The Lemon Trick That Keeps Seeds Out Of Your Food And Drinks
Lemons have an uncanny ability to brighten. They can brighten your mood with their smell and their pleasing visual pop. Who doesn't soften a bit when seeing a bowl of lemons on a sparkling countertop? They are an effective natural cleaner and they can even brighten your clothes with their Amalfi Coast lemoncore vibes. But, most importantly in the food realm, they can brighten your dishes with their hit of eye-opening acidity that just levels everything they touch up a notch or two.
Lemons can be integrated into your food in many ways, from their zest to getting the most abundant juice, and in many stages, from incorporating into a sauce or baking into your favorite blueberry muffins. But some dishes, like a fresh seafood pasta or a classic fried chicken sandwich, call for the perfect squeeze of lemon juice tableside as a finishing touch. How to cut lemons for that final flourish in a way that won't rain lemon seeds over your beautifully prepared food and drinks? The answer is lemon cheeks.
What, pray, are lemon cheeks?
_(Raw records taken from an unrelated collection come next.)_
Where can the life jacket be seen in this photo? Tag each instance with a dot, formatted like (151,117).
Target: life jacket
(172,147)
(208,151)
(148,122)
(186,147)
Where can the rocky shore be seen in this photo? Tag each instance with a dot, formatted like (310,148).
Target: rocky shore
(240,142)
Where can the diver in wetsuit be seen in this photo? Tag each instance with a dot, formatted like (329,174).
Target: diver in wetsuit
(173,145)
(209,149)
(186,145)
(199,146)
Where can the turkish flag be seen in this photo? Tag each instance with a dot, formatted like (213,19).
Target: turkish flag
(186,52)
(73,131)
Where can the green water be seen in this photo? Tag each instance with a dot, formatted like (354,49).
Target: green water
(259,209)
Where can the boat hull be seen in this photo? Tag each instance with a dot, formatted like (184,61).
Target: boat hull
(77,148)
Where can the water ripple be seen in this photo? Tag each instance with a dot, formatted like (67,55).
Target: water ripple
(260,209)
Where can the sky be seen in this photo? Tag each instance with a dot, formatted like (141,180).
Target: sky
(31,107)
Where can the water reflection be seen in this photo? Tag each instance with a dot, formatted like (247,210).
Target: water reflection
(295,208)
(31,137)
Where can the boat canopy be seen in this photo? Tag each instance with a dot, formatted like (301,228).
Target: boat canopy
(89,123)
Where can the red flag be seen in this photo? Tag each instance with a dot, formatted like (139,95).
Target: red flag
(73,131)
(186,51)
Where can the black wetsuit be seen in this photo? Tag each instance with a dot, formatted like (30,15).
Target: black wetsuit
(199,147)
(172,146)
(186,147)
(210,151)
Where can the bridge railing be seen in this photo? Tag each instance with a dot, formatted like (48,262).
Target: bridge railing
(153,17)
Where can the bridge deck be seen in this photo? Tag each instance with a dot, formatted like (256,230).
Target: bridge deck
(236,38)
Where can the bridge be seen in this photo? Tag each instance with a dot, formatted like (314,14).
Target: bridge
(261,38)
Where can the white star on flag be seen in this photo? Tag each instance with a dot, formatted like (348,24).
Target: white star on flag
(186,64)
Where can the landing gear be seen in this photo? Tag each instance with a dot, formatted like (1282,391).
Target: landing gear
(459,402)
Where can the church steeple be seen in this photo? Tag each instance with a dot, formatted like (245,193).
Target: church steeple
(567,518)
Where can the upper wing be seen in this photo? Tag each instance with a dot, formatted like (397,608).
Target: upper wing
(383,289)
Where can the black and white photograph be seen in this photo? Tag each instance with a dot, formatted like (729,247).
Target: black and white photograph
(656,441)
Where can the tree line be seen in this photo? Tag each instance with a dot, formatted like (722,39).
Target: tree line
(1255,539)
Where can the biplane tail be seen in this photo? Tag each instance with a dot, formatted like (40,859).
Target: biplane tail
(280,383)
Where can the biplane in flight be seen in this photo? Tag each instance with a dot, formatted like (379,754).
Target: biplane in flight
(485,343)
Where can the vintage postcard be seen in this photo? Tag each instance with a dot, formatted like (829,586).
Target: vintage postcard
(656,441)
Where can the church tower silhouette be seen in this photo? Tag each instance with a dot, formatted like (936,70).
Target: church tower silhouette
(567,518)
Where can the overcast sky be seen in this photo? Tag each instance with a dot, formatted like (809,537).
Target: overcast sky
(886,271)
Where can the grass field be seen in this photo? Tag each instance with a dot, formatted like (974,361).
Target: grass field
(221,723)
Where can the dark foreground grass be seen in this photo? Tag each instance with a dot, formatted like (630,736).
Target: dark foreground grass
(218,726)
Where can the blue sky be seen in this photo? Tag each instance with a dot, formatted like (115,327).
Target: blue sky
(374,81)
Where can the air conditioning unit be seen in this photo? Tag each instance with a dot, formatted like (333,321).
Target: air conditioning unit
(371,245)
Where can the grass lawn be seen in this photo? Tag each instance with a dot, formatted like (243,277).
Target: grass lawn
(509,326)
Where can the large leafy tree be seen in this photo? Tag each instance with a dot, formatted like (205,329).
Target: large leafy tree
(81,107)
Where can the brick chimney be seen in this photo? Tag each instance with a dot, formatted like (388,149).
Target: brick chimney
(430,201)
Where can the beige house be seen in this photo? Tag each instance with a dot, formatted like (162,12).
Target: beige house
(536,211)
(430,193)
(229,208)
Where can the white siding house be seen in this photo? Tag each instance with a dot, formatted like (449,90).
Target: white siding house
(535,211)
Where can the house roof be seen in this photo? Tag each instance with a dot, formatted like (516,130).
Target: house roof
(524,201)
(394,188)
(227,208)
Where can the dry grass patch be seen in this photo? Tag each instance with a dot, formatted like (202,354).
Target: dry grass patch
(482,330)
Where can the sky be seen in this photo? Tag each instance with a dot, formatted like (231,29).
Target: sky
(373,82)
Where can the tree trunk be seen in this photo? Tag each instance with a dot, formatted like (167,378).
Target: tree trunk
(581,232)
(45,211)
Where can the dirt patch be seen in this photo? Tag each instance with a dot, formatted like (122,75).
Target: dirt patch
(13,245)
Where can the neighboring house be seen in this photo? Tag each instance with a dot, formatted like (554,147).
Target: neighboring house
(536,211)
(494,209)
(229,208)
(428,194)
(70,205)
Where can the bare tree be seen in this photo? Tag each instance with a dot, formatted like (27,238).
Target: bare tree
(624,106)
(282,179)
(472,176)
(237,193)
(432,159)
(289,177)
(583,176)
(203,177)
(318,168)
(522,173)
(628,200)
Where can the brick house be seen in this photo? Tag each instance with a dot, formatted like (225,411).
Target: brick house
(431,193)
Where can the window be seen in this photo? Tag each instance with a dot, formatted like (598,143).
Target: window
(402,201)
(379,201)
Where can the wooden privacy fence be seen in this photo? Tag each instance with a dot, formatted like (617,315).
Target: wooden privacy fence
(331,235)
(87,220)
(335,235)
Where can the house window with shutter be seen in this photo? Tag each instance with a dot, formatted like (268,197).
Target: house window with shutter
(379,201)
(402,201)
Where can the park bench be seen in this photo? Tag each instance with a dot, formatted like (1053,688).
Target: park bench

They are simply the outer curves of a lemon that can be harvested by slicing down along the length of the fruit. This leaves the inner structure, with most of the pulps and all the seeds, intact.
Lemon cheeks equals smile emoji
The cheeks of lemons are indeed smile-inducing, as they brilliantly showcase clear, unmarred fruit with no seeds in sight. You will often see restaurants prep their lemons this way, particularly for raw bar items, and we're convinced that one try will make you a convert. There's just something about the blemish-free juicy flesh that screams attention to detail, precision, and ultimately, pleasure.
To achieve the perfect lemon cheeks, choose fruit that has thin, shiny and smooth skin, and don't be afraid to use your nose. Lemons that smell fragrant will always keep you on the right track. Thin skin and a bit of heft usually yield more flesh as opposed to lighter pieces with a tougher, thicker rind. Once you've cut off both sides of the lemon to produce the cheeks, there's still plenty more lemon to use. You can zest a bit of the remaining core, slice into smaller wedges, or simply juice the remaining body of the lemon (just watch out for the seeds). If you find a lemon with an abundant number of seeds, you may spot one or two in your cheeks. If so, just use a fork to flick them off the surface of the flesh and you will be ready to go with photo-worthy lemon cheeks.